Indirekte Militärhilfe für UkraineRösti war gegen Panzerdeal – im Ständerat wirds knapp
Der Bundesrat erntet in Deutschland Lob für seine Zustimmung zum Panzerverkauf. Allerdings muss noch das Parlament zustimmen. Und da könnte es eng werden.
Seit Beginn des russischen Angriffs auf die Ukraine ist die Schweiz mit ihrer Neutralität zunehmend unter Druck geraten. Beharrlich verweigerte der Bundesrat anderen Ländern die Weitergabe von Schweizer Munition und Radschützenpanzern an die Ukraine. Dabei bleibt er. Doch zeigt er sich nun einverstanden damit, die Ukraine indirekt militärisch zu unterstützen.

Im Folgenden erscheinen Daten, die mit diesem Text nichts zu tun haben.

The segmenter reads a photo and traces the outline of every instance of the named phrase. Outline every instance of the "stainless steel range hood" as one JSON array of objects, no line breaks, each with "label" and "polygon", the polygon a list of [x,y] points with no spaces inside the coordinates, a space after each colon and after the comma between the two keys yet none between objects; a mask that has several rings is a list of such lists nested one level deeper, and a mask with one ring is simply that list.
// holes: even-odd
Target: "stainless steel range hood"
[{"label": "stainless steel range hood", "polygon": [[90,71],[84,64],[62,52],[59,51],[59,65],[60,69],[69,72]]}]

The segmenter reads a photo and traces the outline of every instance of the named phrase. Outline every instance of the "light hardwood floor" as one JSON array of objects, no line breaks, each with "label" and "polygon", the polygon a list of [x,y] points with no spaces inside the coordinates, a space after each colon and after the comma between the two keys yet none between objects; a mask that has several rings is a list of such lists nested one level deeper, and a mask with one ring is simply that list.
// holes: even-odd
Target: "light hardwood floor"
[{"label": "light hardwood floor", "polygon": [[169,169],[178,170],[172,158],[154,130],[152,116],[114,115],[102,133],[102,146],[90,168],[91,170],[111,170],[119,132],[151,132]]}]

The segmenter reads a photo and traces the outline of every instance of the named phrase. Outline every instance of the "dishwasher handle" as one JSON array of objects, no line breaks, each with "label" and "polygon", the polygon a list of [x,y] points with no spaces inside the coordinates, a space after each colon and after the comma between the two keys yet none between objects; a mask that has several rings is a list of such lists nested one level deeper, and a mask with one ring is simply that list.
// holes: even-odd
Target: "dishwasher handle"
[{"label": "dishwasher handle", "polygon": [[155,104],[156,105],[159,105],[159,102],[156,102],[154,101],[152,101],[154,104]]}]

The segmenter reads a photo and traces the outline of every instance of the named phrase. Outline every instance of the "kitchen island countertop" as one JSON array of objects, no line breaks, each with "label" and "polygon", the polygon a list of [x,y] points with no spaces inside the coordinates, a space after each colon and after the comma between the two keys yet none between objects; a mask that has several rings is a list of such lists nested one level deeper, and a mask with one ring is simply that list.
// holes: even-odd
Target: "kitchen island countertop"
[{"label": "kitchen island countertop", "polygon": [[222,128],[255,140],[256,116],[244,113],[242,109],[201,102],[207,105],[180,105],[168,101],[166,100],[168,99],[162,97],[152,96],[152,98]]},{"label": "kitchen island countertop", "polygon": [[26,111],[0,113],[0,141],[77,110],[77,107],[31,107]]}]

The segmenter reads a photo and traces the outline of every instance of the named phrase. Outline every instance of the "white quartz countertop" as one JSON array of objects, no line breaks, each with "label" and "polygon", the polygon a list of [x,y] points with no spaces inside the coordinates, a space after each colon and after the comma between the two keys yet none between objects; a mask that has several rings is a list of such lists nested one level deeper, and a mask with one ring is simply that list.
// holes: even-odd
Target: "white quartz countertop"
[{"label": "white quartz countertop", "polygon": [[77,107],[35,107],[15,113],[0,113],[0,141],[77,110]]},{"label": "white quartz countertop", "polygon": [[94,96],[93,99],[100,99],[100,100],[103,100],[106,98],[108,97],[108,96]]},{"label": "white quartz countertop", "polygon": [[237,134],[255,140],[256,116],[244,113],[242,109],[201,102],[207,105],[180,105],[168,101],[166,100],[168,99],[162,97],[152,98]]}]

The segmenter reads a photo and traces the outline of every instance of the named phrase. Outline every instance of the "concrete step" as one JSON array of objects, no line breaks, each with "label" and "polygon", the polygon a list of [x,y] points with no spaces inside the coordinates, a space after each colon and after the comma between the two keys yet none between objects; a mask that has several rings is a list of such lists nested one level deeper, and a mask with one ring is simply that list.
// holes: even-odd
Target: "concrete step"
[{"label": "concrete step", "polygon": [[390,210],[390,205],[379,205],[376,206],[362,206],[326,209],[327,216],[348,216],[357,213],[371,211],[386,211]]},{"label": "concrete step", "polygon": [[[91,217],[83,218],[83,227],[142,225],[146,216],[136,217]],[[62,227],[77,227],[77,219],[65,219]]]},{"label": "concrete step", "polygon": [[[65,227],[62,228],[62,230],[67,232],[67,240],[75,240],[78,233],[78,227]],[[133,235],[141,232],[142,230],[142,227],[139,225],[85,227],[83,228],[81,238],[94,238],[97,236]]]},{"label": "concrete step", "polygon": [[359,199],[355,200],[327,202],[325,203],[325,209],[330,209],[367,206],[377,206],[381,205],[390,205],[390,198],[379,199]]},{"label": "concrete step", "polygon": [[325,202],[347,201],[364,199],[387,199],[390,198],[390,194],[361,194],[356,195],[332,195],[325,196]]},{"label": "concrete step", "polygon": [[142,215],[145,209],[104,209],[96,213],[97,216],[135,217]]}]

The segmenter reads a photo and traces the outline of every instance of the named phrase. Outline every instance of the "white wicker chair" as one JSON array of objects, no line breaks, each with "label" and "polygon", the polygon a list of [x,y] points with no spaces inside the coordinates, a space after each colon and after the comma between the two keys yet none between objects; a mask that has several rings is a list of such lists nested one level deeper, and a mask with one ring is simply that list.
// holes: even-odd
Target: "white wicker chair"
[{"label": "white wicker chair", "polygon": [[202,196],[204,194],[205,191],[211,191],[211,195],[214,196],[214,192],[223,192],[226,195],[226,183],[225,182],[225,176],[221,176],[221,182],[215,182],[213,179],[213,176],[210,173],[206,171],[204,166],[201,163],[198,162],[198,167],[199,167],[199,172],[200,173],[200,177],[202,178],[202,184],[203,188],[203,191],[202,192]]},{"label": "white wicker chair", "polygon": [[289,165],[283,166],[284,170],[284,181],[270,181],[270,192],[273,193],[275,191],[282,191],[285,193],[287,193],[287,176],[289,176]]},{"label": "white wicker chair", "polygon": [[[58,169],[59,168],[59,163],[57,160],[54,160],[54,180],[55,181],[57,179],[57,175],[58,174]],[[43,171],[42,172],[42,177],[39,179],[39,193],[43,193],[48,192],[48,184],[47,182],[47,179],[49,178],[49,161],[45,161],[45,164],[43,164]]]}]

Konkret: Die Schweiz soll 25 ausgemusterte Kampfpanzer Leopard 2 offiziell ausser Dienst stellen und an den deutschen Hersteller Rheinmetall zurückverkaufen. Diese Panzer würden nicht an die Ukraine geliefert. Deutschland und andere EU-Länder wollen damit aber Lücken schliessen, die wegen Panzerlieferungen an die Ukraine entstanden sind. Die Schweiz wäre also an einer Art Ringtausch beteiligt.
Die Sicherheitspolitische Kommission des Nationalrates hatte Ende März einem entsprechenden Antrag zugestimmt. Am Mittwoch nun ermächtigte der Bundesrat Verteidigungsministerin Viola Amherd dazu, den Vorschlag im Parlament zu unterstützen. Gemäss einer bundesratsnahen Person sprach sich Rösti dagegen aus.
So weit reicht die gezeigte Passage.